Turning to some of the important principles for understanding and effectively implementing credit programs, here is my list (and see below for some additional discussion): 

(1) A forbearance policy for existing credit obligations will have fundamentally different effects from a policy that offers newly available federally-backed credit.

(2) Forbearance has most of the advantages of cash grants in terms of the speed of getting money out, target efficiency,  and lower cost.

(3) Removing impediments to refinancing federally-backed mortgages and other federal loans frees up cash by lowering the size of fixed monthly payments. Such policies also have a relatively low cost to taxpayers.

(4) In terms of cost, forgiving principal or interest is equivalent to directly providing cash. It is typically much less effective as a source of funds than either forbearance or cash assistance because reduced balances generally have little or no effect on current payment obligations.

(5) Creating new credit programs or expanding existing ones entails considerable uncertainty about utilization rates, and administrative and subsidy costs can be significant.

(6) Many potential borrowers will be reluctant to incur new debt obligations, even at a zero or negative interest rates, during a time of great uncertainty.
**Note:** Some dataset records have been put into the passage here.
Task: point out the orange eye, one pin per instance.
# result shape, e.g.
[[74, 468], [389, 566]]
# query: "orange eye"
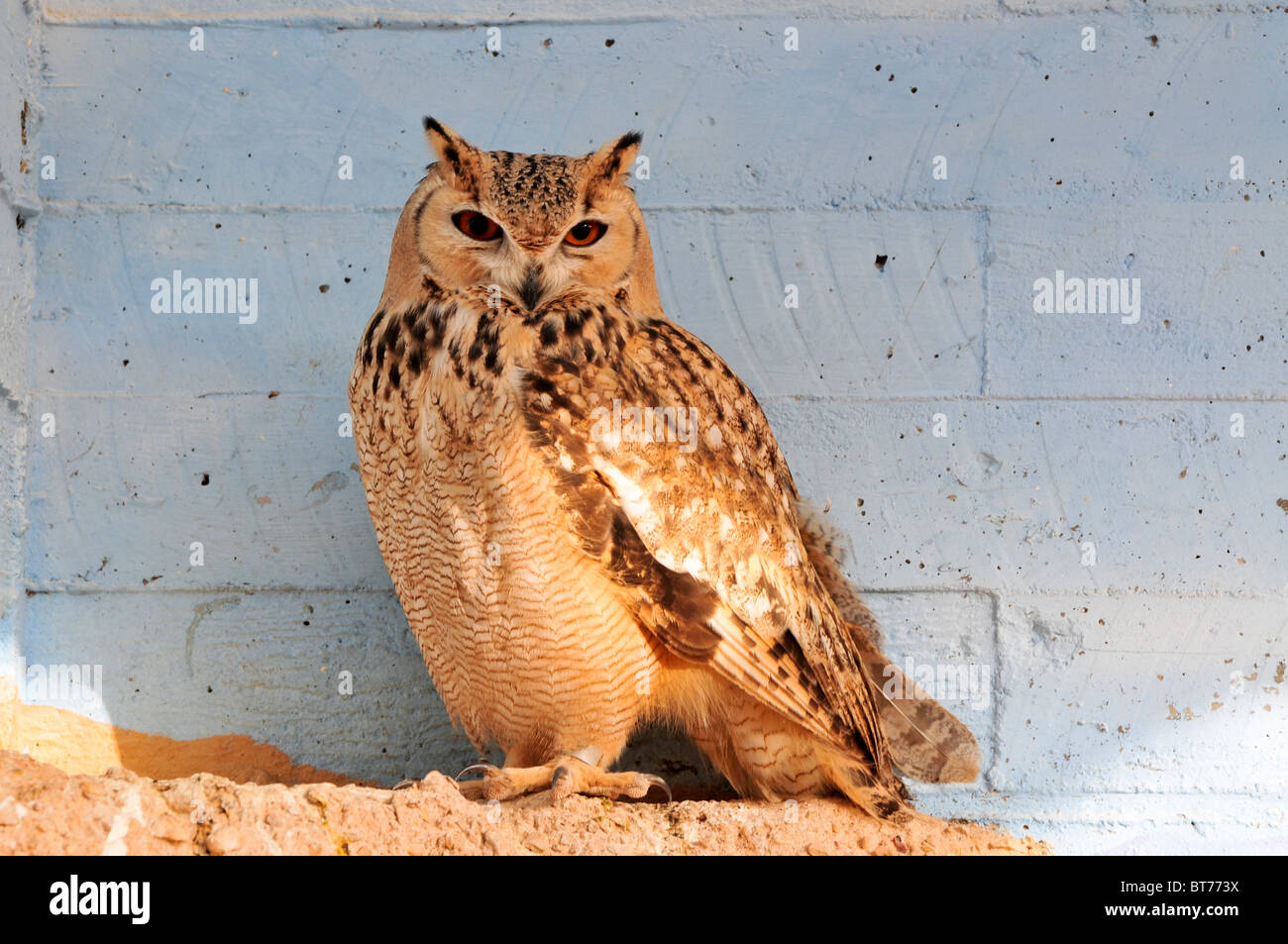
[[476, 226], [585, 233]]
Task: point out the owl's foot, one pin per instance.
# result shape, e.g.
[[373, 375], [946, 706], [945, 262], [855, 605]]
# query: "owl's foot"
[[562, 777]]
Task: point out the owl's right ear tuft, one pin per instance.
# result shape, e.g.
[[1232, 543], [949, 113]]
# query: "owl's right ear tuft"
[[455, 153]]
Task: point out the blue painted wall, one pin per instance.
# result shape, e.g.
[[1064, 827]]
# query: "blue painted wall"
[[1136, 703]]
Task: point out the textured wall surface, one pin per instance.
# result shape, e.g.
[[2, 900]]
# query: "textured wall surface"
[[1091, 513]]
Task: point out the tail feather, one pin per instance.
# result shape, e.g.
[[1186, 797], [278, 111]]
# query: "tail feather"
[[926, 741]]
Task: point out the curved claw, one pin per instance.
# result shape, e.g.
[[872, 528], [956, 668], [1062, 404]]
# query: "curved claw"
[[655, 781], [482, 765]]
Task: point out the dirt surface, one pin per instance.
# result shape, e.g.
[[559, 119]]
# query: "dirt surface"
[[44, 810]]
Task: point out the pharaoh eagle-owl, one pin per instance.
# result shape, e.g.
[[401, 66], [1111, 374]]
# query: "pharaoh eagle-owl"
[[587, 515]]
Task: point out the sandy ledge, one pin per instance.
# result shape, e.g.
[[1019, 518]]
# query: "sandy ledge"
[[44, 810]]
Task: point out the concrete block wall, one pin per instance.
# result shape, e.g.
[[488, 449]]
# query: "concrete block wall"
[[1091, 510]]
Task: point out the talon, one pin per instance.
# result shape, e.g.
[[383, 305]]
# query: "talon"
[[482, 765], [655, 781], [561, 782]]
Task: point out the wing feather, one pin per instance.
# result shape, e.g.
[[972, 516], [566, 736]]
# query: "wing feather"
[[670, 474]]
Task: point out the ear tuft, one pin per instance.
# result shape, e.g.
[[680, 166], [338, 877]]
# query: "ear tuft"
[[452, 150], [614, 158]]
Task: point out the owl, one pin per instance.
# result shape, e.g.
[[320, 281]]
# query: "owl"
[[587, 517]]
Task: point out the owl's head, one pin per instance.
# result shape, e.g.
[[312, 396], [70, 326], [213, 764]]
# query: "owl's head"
[[536, 226]]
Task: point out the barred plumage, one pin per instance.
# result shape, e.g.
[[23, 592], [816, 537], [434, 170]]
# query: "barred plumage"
[[587, 515]]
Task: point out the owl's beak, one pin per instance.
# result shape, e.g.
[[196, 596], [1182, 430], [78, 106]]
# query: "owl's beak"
[[532, 288]]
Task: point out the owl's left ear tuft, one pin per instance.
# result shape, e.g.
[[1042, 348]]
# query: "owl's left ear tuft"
[[616, 157]]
Businesses cannot be expected to borrow unless it is clearly in their best interest to do so.

(7) A credit program with a very high default rate may be more costly to taxpayers than a cash program that provides similar amounts of funding when administrative costs, including for collecting on defaulted loans, are factored in. High-risk loans can also be harmful to the borrowers themselves, as defaults hurt future credit and foreclosures on homes can be traumatic.

(8) Finally, the budgetary treatment of credit in the U.S. systematically understates its cost to taxpayers relative to cash assistance, creating a budgetary incentive to over-rely on credit assistance. This does not negate the advantages of credit over cash in some instances, but it is a caution against believing that credit is often a free lunch, as budget estimates too often conclude.

Forbearance involves changing the terms of existing loans so that payments can be fully or partially postponed for a period of time, such as during a layoff or spell of unemployment. Missed payments are generally added to the loan balance, along with accrued interest. Those larger balances mean that eventually payments will be higher, but by spreading the increase over the remaining life of the loan, the future burden can be minimized. Forbearance can be combined with partial forgiveness, as is currently done with income-based repayment for student loans, to avoid unaffordable debt burdens.

Through its mortgage, student loan, small business, agricultural, emergency and other lending programs, the federal government is the largest provider of credit to U.S. households. Many of those programs already allow for forbearance in the event of a crisis.

Using its power to forbear provides the U.S. government with a powerful mechanism for quickly reducing the cash needs for the many tens of millions of citizens with mortgages, student loans, and other types of federal credit. Exercising forbearance also would contribute to the goal of minimizing longer term damage to individuals and the economy by avoiding defaults that would damage credit scores. That would not only preserve future access to credit, but it would also improve employment prospects.

The costs of such federal forbearance would likely be modest. Unless the economy has a much more protracted downturn than most experts are predicting, the ultimate default rate may be only slightly higher than it otherwise would have been. However, when forbearance is combined with forgiveness of principal or interest, the cost for that portion of the assistance rises to be equivalent to that of direct cash grants.

Extending new credit through expanded or newly implemented programs has much less predictable effects than forbearance or easing restrictions on refinancing. For example, there have been calls to lend to businesses so that they can continue to pay furloughed or underemployed workers. Borrowing for that purpose would put the business at risk to default, and it seems unlikely that the take-up rate for such a program would save a lot of jobs.